VILNIUS - Lithuania's central bank Governor Reinoldijus Sarkinas believes that the current recession, the deepest in the European Union, is "close to bottoming out and the economy may start growing next year if trade demand continues to gain strength, reports Bloomberg. He expects that "Under positive external conditions, a recovery, even if at very low growth rates, may begin next year."
The economy is expected to contract further, by 4.3 percent, in 2010 as the country adapts to strict austerity measures needed to meet euro adoption conditions. Lithuania, like neighboring Latvia and Estonia, pegs its currency to the euro inside the exchange rate mechanism. Sarkinas has called on the government to cut spending to a level "it can afford."
Government spending cuts and tax increases contributed to a 20.2 percent economic contraction last quarter. The Cabinet has proposed savings, including cuts on social spending, to stop the deficit next year from widening beyond the 8 percent of GDP estimated for this year. "The deficit needs to start narrowing next year," says Sarkinas. "We shouldn't borrow just for consumption. One must live within one's means."
He added that "A swelling budget gap doesn't mean the country will need outside help with its finances." Lithuania has "no need at the moment" to ask for money from foreign lenders, though "there's nothing worrying if such a need occurs," he said.
Latvia, which is suffering the second-deepest recession in the EU after Lithuania, is relying on a 7.5 billion euro loan from international lenders to keep it afloat.

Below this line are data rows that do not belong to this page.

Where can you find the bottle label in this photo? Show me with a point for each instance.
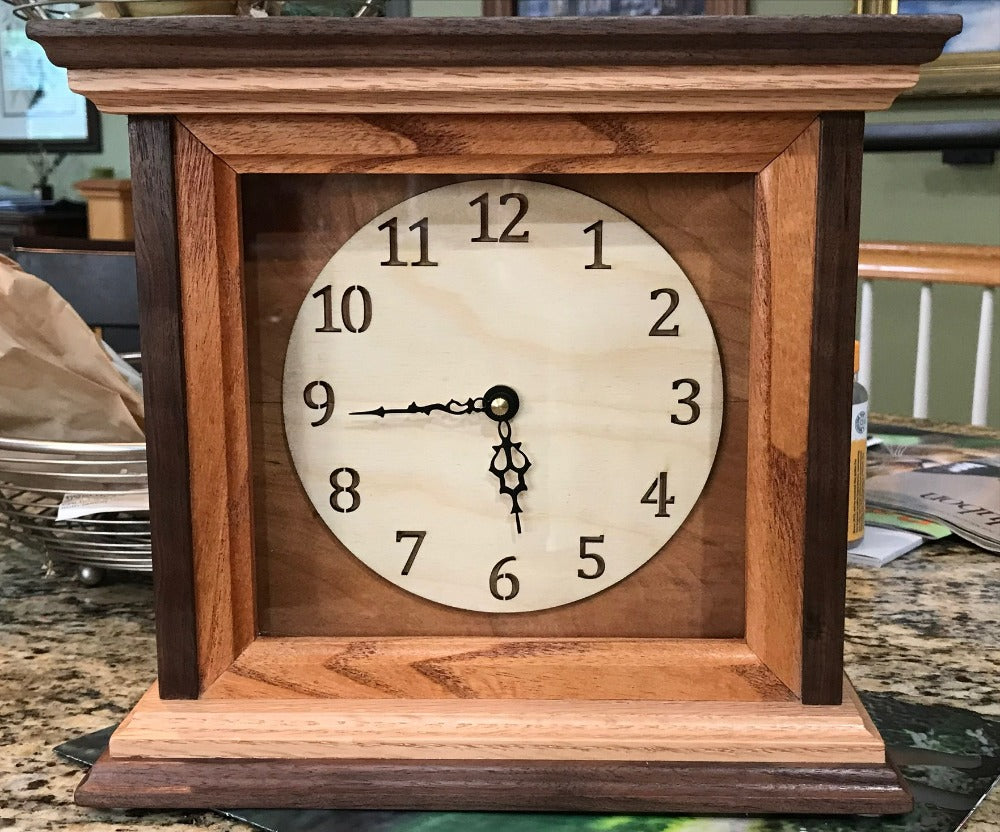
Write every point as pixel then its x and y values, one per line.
pixel 859 455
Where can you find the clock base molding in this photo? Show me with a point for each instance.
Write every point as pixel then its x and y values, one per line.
pixel 497 755
pixel 496 786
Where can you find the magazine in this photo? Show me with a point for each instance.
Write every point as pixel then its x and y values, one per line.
pixel 944 477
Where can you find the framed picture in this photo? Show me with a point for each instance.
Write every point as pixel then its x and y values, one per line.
pixel 37 107
pixel 971 61
pixel 610 8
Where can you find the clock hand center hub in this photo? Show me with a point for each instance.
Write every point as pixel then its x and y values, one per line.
pixel 501 403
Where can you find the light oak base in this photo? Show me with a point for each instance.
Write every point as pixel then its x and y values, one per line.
pixel 606 756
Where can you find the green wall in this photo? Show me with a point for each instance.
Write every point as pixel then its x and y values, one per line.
pixel 17 173
pixel 906 196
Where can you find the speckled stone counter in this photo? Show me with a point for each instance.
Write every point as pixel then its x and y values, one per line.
pixel 74 660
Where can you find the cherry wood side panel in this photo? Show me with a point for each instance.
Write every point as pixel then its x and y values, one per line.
pixel 500 786
pixel 157 268
pixel 218 424
pixel 308 584
pixel 516 143
pixel 477 668
pixel 838 217
pixel 780 346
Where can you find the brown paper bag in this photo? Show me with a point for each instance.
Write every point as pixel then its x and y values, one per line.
pixel 56 381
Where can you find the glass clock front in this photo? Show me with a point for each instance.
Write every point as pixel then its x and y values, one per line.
pixel 501 395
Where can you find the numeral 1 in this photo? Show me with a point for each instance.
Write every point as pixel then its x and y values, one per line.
pixel 391 225
pixel 662 500
pixel 598 229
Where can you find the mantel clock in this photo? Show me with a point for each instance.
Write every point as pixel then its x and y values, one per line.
pixel 498 376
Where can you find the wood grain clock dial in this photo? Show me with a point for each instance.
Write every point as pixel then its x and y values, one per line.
pixel 502 395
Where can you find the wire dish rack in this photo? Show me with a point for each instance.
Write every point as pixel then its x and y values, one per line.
pixel 35 477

Latvia's economic difficulties "can't be comforting to anyone, neither to us, nor to Latvians, nor to other countries," Sarkinas said. "We'd benefit if the situation there would be solved as soon as possible and would begin improving."
Lithuania's government can avoid a foreign-led bailout if it raises funds on the domestic bond market or abroad. "The Baltic region is three separate countries with different situations, and one shouldn't put an 'equals' mark [on it]," stresses Sarkinas. Borrowing opportunities in foreign markets "have significantly improved since the start of the year," he said, and the government is likely to borrow at a cheaper rate than it did earlier this year, when it sold euro-denominated bonds.
The economic crisis in the Baltics is having effects outside the region, with western European lenders suffering increasing loan losses as a growing number of Baltic borrowers are unable to service their debt.
The recession in the Baltics poses the "most serious risk" to Sweden's economy and budget, says Swedish Finance Minister Anders Borg. Sweden's Swedbank and SEB are the biggest lenders in the region.
Sarkinas said Swedish lenders are operating "completely fine" in Lithuania, adding that an improvement in the banking industry's loan quality may take longer to achieve. "It's a difficult time for banks," he said. Loan provisions for bad debt now average 3.28 percent of total lending, compared with 0.8 percent a year ago, and "will continue increasing." Even so, lenders are "well-prepared" and "have accumulated sufficient capital to absorb future losses," Sarkinas said.
Capital adequacy ratios average more than 13 percent, compared with the 8 percent ratio required by the central bank, he adds.
Bank lending portfolios, which shrank about 7 percent from the start of the year, "are showing the first signs of stabilizing and may start growing in coming months," Sarkinas said. Loans to households and businesses were almost unchanged in August after shrinking in each of the first seven months this year.